But it’s what this word means to the 58 million people in this country who are emphatically not investment people that intrigues me.  Patience.  Why patience?  Patience how?

Looking for some kind of context – a known circumstance in which the word is often used and understood – many will think of football.  Those who support frequently-underperforming teams like mine know exactly what “patience” means.  It means: “Yes, results are rubbish at the moment, but please stop booing the manager and give him a few more weeks to try to turn things round.”  (Then, almost invariably, a few weeks later the Board will run out of patience and the manager will go, as for example Gus Poyet did at Sunderland yesterday.)

It’s difficult to imagine why Invesco Perpetual would want to spend a very large sum on conveying this grim message about their current performance and their own managers’ capabilities.  But that’s the sort of thing that can happen when you don’t speak the same language as most of your readers.

Ideas I wouldn’t have approved, #2398

Back on the transport network again, and this time picking on the theme of London Transport’s safety warning advertising.

The campaign takes the form of headlines reading [INSERT DESCRIPTION OF SENSIBLE BEHAVIOUR HERE] WON’T HURT YOU – so, for example, WALKING SLOWLY DOWN THE ESCALATORS WON’T HURT YOU, STANDING BEHIND THE YELLOW LINE WON’T HURT YOU, LETTING THE PASSENGERS OFF THE TRAIN FIRST WON’T HURT YOU and so on.

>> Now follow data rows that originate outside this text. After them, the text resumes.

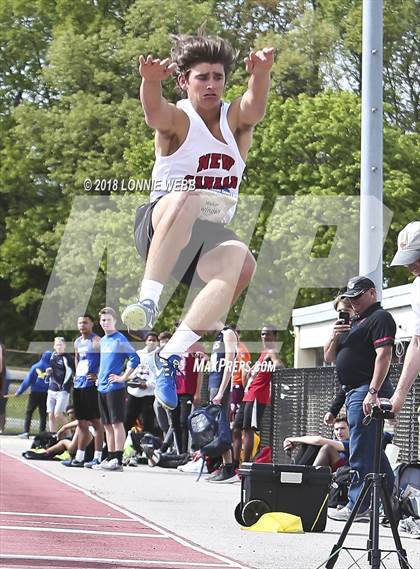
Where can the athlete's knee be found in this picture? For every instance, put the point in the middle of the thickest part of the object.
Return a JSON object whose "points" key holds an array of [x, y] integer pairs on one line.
{"points": [[248, 269], [183, 208]]}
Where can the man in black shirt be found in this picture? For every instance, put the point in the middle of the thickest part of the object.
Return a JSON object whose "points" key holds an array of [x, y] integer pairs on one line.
{"points": [[362, 351]]}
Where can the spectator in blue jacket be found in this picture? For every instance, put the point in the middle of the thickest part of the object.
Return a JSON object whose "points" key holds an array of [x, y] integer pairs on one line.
{"points": [[35, 380], [4, 386], [60, 374], [117, 364]]}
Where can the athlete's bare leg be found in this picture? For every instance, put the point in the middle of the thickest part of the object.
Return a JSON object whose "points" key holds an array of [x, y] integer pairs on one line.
{"points": [[227, 270], [172, 219]]}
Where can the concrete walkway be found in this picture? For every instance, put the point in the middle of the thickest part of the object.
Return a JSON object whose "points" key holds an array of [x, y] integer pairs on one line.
{"points": [[203, 513]]}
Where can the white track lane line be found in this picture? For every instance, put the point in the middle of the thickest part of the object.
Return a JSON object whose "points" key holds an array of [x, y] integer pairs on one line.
{"points": [[228, 562], [111, 561], [88, 531], [69, 516]]}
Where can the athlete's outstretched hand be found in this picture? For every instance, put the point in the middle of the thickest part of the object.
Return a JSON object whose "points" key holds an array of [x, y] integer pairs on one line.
{"points": [[260, 62], [155, 69]]}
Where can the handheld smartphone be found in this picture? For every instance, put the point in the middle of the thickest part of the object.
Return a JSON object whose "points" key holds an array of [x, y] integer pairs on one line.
{"points": [[344, 316]]}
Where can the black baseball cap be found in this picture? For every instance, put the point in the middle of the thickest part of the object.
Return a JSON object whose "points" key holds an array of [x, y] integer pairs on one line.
{"points": [[357, 286]]}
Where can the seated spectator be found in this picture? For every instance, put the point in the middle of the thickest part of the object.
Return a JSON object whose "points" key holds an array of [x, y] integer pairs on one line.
{"points": [[66, 446], [329, 452], [35, 380], [59, 372]]}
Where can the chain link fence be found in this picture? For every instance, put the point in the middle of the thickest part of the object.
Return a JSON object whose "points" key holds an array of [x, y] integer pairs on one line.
{"points": [[300, 399]]}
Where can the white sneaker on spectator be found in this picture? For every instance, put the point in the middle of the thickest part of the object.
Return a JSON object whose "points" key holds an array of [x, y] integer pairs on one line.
{"points": [[193, 466], [112, 464], [100, 465]]}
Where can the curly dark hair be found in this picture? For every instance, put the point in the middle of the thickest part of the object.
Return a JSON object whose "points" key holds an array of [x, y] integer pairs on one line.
{"points": [[190, 50]]}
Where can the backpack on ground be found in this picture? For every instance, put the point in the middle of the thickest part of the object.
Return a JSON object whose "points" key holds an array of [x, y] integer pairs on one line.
{"points": [[142, 439], [406, 492], [44, 440], [210, 431]]}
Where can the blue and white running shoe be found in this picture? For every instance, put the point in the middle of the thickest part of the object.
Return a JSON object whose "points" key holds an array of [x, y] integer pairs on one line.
{"points": [[140, 318]]}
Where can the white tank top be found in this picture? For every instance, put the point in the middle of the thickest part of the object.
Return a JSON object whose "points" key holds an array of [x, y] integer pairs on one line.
{"points": [[204, 163]]}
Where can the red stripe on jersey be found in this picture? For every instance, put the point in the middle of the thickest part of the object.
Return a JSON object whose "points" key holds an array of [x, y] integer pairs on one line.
{"points": [[385, 339]]}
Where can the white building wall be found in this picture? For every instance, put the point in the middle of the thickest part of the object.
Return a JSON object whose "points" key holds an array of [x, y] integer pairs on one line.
{"points": [[313, 324]]}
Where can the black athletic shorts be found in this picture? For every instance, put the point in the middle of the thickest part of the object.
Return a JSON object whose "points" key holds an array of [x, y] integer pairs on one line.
{"points": [[244, 417], [205, 236], [112, 406], [85, 403]]}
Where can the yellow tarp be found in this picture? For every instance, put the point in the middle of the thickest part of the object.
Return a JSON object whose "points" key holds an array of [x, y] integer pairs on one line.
{"points": [[277, 522]]}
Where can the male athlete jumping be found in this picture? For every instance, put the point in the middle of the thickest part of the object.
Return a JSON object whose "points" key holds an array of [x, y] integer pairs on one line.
{"points": [[204, 142]]}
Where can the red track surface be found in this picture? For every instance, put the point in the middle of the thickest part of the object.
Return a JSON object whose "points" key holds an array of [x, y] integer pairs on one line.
{"points": [[48, 523]]}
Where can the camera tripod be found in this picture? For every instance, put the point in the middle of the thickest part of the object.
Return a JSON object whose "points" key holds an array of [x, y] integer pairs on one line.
{"points": [[377, 481]]}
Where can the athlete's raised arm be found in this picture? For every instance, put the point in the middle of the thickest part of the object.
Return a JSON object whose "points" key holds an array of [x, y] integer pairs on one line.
{"points": [[249, 109], [158, 112]]}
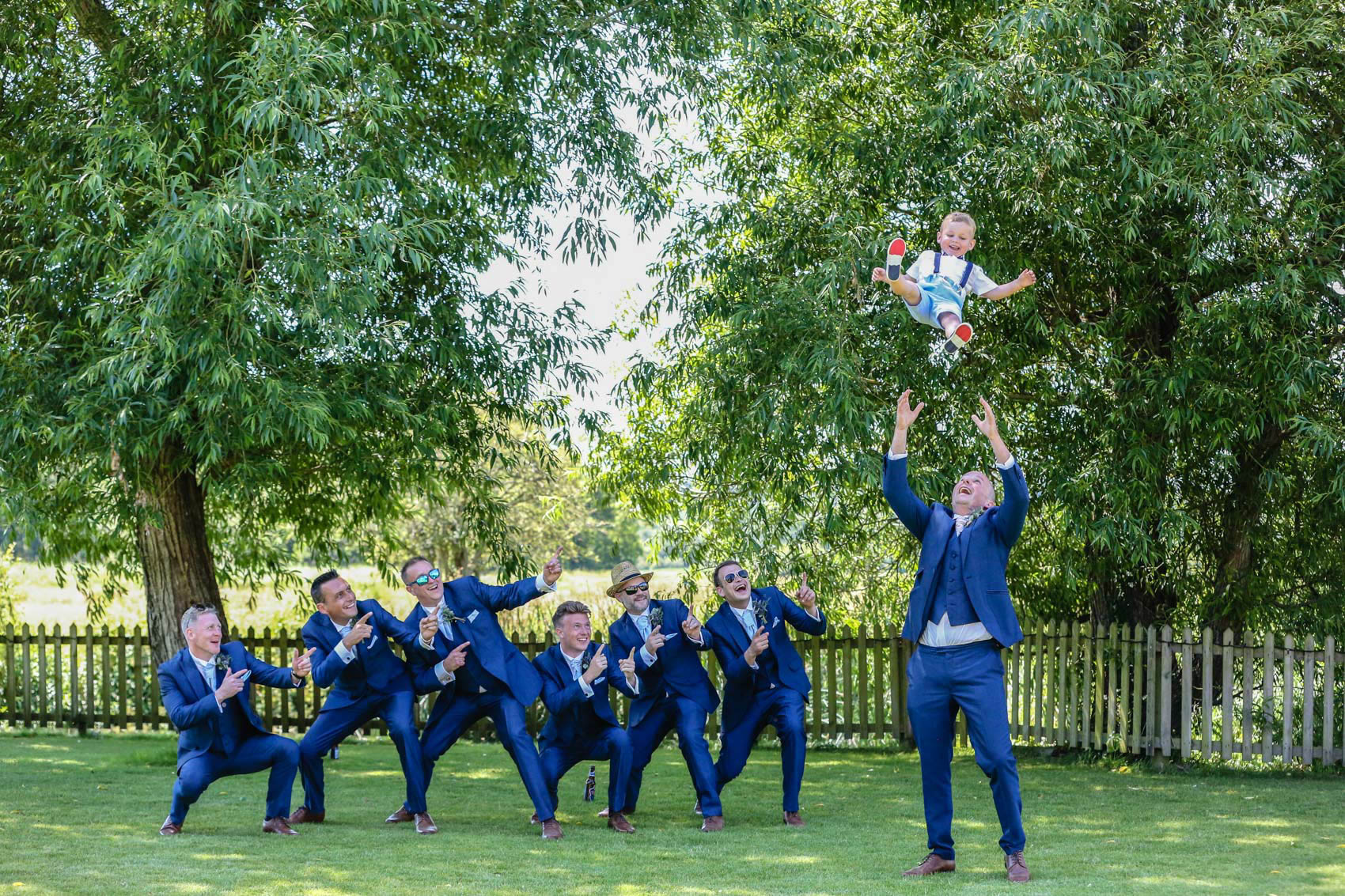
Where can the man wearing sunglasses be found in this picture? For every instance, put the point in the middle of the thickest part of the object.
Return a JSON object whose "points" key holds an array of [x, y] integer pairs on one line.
{"points": [[676, 692], [764, 682], [478, 671], [959, 615]]}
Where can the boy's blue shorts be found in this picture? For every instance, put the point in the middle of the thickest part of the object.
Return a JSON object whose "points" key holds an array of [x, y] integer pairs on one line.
{"points": [[938, 295]]}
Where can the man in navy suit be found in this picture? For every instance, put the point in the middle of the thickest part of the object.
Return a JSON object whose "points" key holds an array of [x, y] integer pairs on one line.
{"points": [[478, 671], [206, 689], [764, 682], [351, 654], [676, 692], [959, 618], [576, 675]]}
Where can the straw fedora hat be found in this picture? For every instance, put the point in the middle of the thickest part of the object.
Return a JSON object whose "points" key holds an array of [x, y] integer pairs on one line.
{"points": [[622, 573]]}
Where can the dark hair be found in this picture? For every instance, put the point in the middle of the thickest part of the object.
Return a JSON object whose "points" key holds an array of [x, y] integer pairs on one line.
{"points": [[413, 560], [714, 576], [568, 608], [316, 589]]}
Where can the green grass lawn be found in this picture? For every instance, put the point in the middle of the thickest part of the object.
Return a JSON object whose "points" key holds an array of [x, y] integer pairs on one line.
{"points": [[82, 817]]}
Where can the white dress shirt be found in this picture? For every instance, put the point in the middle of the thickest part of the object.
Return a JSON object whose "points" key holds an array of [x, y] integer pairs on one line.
{"points": [[207, 671], [942, 634]]}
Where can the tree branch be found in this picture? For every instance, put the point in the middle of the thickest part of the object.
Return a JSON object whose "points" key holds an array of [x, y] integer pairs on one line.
{"points": [[97, 23]]}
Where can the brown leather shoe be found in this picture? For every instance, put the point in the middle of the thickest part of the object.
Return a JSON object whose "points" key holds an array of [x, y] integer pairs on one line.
{"points": [[305, 815], [932, 864]]}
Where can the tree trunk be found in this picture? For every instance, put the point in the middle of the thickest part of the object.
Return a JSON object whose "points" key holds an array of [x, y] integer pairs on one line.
{"points": [[175, 554]]}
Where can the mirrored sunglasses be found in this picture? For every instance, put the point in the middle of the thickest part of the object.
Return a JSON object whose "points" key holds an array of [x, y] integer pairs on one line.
{"points": [[424, 580]]}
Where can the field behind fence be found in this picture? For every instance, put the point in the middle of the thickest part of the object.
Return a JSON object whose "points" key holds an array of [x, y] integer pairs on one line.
{"points": [[1126, 689]]}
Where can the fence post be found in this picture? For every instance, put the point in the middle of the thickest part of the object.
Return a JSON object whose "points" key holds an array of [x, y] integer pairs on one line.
{"points": [[1287, 715], [55, 657], [1226, 728], [820, 688], [1248, 652], [1165, 698], [1309, 698], [1329, 704], [862, 648], [121, 677], [1268, 698], [27, 679], [42, 675]]}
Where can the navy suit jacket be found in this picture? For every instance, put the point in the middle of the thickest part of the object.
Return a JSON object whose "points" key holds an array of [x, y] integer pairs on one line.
{"points": [[374, 671], [476, 603], [678, 667], [572, 716], [730, 642], [191, 705], [985, 549]]}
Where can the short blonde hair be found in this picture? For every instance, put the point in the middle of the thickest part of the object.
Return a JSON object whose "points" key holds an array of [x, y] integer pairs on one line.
{"points": [[959, 217]]}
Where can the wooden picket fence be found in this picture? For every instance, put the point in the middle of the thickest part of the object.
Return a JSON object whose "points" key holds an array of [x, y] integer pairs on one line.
{"points": [[1126, 689]]}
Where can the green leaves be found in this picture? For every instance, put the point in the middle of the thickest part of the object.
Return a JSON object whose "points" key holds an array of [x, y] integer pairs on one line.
{"points": [[249, 241], [1170, 174]]}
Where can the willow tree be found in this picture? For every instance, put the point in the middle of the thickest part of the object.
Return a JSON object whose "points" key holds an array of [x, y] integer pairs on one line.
{"points": [[237, 264], [1173, 384]]}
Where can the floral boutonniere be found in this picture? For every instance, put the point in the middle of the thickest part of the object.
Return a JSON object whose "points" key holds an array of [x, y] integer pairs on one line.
{"points": [[447, 617], [762, 612]]}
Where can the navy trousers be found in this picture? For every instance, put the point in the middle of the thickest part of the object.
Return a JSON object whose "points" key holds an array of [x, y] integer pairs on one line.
{"points": [[611, 743], [253, 754], [779, 706], [335, 725], [510, 720], [970, 677], [689, 720]]}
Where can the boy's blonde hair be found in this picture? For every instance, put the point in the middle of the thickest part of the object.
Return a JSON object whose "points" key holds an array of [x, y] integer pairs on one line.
{"points": [[959, 217]]}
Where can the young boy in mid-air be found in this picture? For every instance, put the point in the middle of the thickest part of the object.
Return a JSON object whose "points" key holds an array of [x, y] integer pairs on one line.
{"points": [[937, 285]]}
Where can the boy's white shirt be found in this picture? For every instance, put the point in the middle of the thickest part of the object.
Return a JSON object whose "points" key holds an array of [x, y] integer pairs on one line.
{"points": [[951, 267]]}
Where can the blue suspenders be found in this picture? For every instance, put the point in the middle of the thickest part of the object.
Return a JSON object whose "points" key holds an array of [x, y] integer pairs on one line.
{"points": [[966, 270]]}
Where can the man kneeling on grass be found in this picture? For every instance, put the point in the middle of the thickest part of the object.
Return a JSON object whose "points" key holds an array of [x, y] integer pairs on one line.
{"points": [[576, 675]]}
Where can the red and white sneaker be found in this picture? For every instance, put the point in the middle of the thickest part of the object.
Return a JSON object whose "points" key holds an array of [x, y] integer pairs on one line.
{"points": [[896, 251], [959, 338]]}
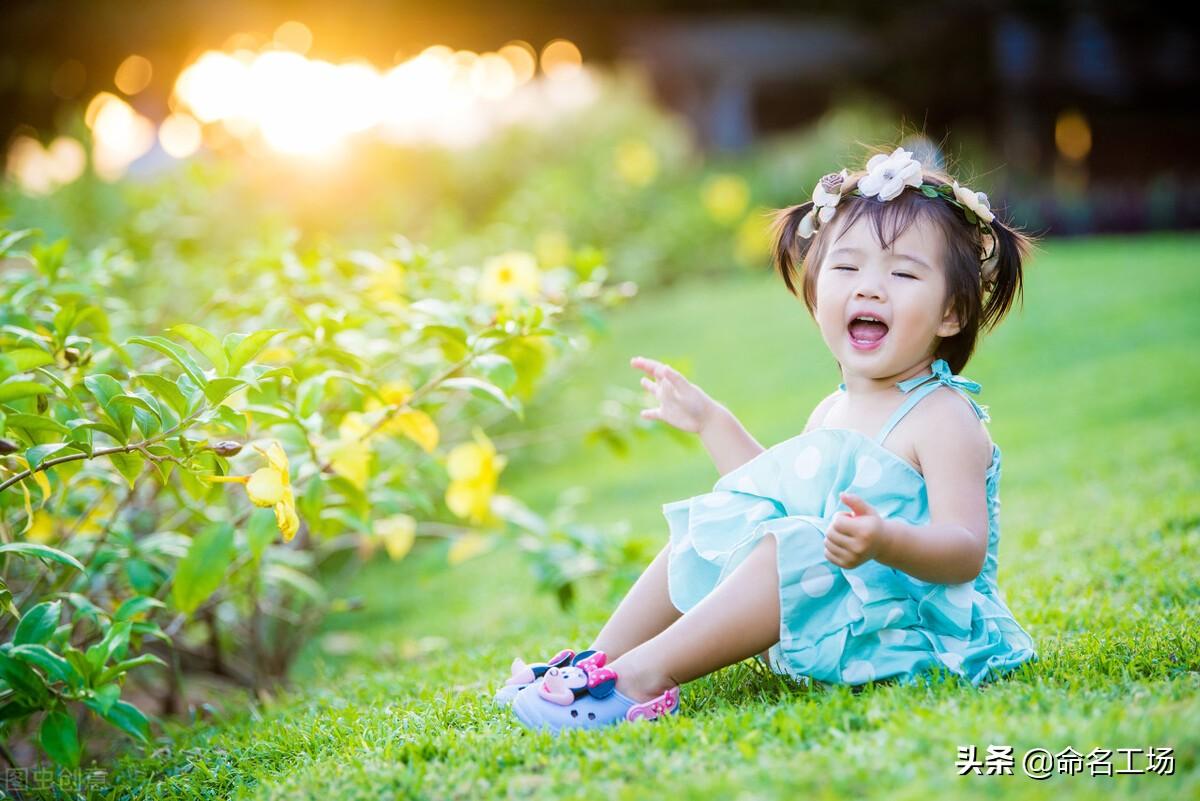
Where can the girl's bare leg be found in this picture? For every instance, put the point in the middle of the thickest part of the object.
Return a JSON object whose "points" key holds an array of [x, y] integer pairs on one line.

When you’re working on a brief asking for a campaign idea which can embrace messages about behaviours which, though trivial in themselves, can do a lot to prevent people from coming to harm, coming up with that …WON’T HURT YOU construction must be something of a eureka moment.  These good behaviours, indeed, won’t hurt you.  And in common parlance, the …WON’T HURT YOU construction is, indeed, often used to encourage trivial changes of behaviour – PUTTING THAT EMPTY COFFEE CUP IN THE SINK WON’T HURT YOU.

But there is a problem, and I guess it’s the problem that arises most frequently when you use any well-known element – a form of words, an image, a place, a celebrity, anything – in advertising.  The problem is that while the element in question may mean exactly and precisely what you want it to mean, it may also come ready-packaged with other meanings which you don’t want at all.  Illustrating, I don’t know, say, an ad for a moustache-care product with a picture of Hitler may make perfect sense at one level – he did indeed have a glossy moustache – but doesn’t say good things about your brand at another.

The ….WON’T HURT YOU campaign is a long way from that league.  But the problem with this well-known form of words is that it’s impossible to detach it from a slight sense of exasperation.  PUTTING THAT EMPTY COFFEE CUP IN THE SINK WON’T HURT YOU is the kind of thing you say to idle teenagers who are irritatingly likely to leave coffee cups under their beds, or beside the sofa, or wherever they happen to have finished the coffee.

It may well be that London Transport does indeed feel a slight sense of exasperation about the injury-risking behaviour of its customers.  It may even be – at some sort of subliminal level – that this feeling helps explain why they bought the campaign.

But if I was still a creative director, then despite all the good and right things about the idea, this bad and wrong thing would have prevented me from showing it to them.